Os "documentos de Medellín" são considerados a fundação da visão comunitária da Igreja latino-americana na contemporaneidade

Há pouco mais de 50 anos, entre o final de agosto e o início de setembro de 1968, a cidade de Medellín, na Colômbia, recebeu uma conferência que mudou os rumos da Igreja na América Latina e a moldou em proximidade à que conhecemos já hoje, em 2018.

Para relembrar esse marco e discutir seus reflexos nos caminhos da Igreja e de seus fieis, o Programa de Pós-Graduação em Ciências da Religião (PPGCR) da PUC Goiás promoveu na quinta-feira, 22, o colóquio aberto Medellín 50 anos (1968 – 2018), no miniauditório 406 da Escola de Formação de Professores e Humanidades.

“Quando falamos de Medellín, na Igreja, estamos falando do nascimento da teologia da libertação, do olhar aos direitos humanos e na luta contra as ditaduras no continente”, explica o professor Alberto Moura, que coordenou a atividade.

Para o docente e pesquisador, encontros como esse são importantes para que a sociedade latino-americana não perca a concepção humana trazida com os documentos de Medellín. “Foi um movimento que deu uma contribuição imensa para mudar a cabeça das pessoas sobre as questões sociais”.

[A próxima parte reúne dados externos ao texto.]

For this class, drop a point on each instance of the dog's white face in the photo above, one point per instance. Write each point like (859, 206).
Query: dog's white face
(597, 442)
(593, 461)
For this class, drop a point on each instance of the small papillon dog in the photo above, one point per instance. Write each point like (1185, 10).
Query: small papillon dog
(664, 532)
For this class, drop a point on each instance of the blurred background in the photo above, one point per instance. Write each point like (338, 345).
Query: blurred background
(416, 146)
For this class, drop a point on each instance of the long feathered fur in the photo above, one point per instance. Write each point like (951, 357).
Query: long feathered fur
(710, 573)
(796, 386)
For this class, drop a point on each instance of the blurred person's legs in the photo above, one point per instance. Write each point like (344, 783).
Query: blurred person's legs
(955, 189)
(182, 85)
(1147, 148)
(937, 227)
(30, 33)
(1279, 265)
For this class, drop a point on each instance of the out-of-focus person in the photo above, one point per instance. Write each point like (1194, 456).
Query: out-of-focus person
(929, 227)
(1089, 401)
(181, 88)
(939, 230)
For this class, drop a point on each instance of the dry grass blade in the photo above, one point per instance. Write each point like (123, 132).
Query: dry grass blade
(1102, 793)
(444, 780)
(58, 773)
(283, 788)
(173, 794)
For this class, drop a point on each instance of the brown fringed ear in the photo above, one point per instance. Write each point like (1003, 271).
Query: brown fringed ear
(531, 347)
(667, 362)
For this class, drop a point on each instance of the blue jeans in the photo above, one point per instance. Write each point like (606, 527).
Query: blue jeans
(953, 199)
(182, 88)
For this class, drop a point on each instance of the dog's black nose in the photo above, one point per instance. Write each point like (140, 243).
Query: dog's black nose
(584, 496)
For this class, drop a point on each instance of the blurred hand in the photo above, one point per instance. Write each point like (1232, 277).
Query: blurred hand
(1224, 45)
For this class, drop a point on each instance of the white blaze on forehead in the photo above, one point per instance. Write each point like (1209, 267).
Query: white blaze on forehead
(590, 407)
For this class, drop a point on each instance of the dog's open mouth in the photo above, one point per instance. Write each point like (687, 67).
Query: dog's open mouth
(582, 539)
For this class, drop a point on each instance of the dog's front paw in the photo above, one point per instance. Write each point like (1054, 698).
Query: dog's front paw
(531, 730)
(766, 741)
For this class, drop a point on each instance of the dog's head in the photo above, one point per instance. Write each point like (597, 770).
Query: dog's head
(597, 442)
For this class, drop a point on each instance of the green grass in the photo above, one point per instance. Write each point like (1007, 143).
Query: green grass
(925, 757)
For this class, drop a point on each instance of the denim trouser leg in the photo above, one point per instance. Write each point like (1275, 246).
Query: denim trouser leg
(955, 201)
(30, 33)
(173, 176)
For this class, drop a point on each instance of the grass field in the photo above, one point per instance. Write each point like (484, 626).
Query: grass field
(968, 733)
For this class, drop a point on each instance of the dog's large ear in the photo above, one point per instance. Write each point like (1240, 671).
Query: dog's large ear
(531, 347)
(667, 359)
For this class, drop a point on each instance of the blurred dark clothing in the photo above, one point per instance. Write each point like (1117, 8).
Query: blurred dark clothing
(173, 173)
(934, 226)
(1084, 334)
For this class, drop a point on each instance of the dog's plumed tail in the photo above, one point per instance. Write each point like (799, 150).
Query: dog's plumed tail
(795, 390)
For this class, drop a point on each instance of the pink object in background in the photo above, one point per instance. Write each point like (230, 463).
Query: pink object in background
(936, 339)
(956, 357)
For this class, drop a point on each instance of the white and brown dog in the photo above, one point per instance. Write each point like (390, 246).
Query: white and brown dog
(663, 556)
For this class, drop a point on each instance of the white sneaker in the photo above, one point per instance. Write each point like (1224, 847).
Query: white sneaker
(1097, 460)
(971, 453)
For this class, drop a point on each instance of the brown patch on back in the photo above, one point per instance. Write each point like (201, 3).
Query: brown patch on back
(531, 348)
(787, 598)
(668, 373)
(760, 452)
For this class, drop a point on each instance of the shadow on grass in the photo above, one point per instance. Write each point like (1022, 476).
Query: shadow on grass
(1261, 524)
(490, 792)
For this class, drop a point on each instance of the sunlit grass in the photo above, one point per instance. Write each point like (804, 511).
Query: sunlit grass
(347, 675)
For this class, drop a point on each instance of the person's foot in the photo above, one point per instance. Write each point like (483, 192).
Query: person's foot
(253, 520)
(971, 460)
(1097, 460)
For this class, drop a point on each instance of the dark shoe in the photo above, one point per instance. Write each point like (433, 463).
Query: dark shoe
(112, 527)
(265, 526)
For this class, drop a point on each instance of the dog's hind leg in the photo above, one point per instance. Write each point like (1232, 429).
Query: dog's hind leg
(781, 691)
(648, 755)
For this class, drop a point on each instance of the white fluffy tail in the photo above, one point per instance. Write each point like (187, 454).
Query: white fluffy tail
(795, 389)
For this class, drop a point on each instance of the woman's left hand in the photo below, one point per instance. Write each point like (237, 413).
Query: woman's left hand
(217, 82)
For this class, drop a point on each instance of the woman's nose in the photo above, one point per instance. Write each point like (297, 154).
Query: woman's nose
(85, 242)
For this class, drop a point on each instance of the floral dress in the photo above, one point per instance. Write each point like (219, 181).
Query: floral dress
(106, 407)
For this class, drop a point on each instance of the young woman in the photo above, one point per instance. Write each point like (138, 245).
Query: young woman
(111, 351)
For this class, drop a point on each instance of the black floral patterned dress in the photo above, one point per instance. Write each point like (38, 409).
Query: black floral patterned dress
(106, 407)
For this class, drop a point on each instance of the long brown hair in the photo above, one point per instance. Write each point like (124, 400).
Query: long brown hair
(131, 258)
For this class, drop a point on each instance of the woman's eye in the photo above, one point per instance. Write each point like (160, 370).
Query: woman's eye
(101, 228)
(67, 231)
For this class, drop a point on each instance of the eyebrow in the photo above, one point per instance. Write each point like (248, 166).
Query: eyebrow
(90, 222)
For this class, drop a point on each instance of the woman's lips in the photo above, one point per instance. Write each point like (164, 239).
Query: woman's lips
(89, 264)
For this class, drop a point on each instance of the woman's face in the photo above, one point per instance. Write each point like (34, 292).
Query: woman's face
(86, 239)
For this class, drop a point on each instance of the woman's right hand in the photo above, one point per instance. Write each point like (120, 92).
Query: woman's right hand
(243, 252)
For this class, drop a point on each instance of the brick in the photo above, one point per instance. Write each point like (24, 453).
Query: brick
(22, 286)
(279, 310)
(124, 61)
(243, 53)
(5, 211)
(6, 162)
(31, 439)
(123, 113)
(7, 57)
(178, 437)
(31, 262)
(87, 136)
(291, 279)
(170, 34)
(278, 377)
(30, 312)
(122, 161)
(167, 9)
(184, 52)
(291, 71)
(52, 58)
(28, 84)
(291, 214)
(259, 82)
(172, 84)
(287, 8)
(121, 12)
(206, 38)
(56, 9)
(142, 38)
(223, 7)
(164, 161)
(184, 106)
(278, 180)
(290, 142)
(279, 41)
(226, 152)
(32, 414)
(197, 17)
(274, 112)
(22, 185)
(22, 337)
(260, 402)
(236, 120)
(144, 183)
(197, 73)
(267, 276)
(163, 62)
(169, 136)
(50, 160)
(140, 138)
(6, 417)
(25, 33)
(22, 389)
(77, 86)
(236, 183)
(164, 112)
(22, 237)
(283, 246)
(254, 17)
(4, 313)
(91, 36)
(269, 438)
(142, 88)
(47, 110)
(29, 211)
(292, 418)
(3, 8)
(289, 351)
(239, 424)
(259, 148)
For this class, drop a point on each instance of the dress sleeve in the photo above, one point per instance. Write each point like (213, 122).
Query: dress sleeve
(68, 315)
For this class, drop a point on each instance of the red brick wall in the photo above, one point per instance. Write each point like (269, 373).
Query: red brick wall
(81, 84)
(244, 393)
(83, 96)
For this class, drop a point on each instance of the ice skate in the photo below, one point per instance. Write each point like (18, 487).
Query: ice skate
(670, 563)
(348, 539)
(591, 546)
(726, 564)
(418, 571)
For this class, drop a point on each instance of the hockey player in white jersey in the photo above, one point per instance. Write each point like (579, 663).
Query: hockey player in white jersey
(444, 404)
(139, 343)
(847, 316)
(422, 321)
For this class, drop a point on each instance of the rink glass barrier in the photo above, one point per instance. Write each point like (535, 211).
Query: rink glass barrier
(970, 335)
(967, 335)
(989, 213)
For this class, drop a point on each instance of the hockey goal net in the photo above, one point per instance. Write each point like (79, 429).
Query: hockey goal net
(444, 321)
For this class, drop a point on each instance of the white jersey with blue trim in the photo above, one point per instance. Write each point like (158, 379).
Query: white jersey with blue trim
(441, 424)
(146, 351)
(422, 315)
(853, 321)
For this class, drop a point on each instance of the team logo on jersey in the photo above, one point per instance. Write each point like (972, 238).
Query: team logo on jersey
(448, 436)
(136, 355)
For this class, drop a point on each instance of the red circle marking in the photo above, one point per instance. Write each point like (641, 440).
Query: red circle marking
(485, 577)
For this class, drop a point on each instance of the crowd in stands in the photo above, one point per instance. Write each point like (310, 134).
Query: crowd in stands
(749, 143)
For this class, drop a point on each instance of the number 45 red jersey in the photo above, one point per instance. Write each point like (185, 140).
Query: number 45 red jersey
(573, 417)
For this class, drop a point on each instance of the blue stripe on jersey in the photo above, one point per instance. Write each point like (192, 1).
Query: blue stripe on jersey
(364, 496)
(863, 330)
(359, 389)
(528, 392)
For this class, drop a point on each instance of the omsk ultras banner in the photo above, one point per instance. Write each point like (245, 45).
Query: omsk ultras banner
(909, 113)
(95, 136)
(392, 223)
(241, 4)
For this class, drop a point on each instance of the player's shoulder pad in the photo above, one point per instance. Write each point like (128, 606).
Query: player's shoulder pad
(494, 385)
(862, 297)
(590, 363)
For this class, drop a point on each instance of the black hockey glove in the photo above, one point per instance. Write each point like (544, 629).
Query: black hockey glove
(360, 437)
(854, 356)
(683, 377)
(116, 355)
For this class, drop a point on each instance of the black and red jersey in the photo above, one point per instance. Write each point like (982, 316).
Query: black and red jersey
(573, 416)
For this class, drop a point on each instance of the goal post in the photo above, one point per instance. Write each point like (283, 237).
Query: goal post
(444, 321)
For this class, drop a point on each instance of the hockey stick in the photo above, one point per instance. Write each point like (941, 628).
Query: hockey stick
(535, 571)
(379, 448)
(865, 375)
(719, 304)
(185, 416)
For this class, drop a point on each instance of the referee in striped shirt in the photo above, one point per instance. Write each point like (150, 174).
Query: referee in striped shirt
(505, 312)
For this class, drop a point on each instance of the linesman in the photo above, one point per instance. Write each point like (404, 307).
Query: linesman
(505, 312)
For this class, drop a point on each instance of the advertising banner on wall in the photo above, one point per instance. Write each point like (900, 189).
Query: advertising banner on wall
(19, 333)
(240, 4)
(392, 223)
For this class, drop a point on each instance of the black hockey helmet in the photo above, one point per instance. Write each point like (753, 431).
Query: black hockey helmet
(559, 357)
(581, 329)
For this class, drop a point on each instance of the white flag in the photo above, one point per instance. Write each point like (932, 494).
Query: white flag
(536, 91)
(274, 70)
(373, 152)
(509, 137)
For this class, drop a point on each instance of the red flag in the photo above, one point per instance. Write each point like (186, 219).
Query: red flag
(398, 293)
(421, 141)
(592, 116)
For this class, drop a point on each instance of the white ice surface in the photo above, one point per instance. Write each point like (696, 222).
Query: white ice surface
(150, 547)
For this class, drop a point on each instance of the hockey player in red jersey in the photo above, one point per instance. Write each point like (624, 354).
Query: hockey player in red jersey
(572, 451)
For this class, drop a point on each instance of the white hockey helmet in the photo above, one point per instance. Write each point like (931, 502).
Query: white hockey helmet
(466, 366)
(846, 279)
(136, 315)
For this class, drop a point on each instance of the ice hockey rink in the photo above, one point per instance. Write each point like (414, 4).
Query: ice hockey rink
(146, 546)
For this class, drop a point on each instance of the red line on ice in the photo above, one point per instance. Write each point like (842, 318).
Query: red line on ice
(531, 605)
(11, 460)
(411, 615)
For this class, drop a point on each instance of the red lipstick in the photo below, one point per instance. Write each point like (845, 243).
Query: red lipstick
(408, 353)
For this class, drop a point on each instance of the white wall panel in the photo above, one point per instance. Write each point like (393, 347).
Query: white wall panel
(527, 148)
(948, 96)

Para o Frei Marcos Sassatelli, que compôs a mesa, os documentos derivados da II Conferência Geral do Episcopado Latino-americano e Caribenho de Medellín, em 1968, devem ser estudados e retomados ainda hoje, reverberando na comunidade. Tentando contribuir com a causa, escreve regularmente a série de artigos Medellín em gotas, que já está com seu 18º volume publicado em artigos e na internet.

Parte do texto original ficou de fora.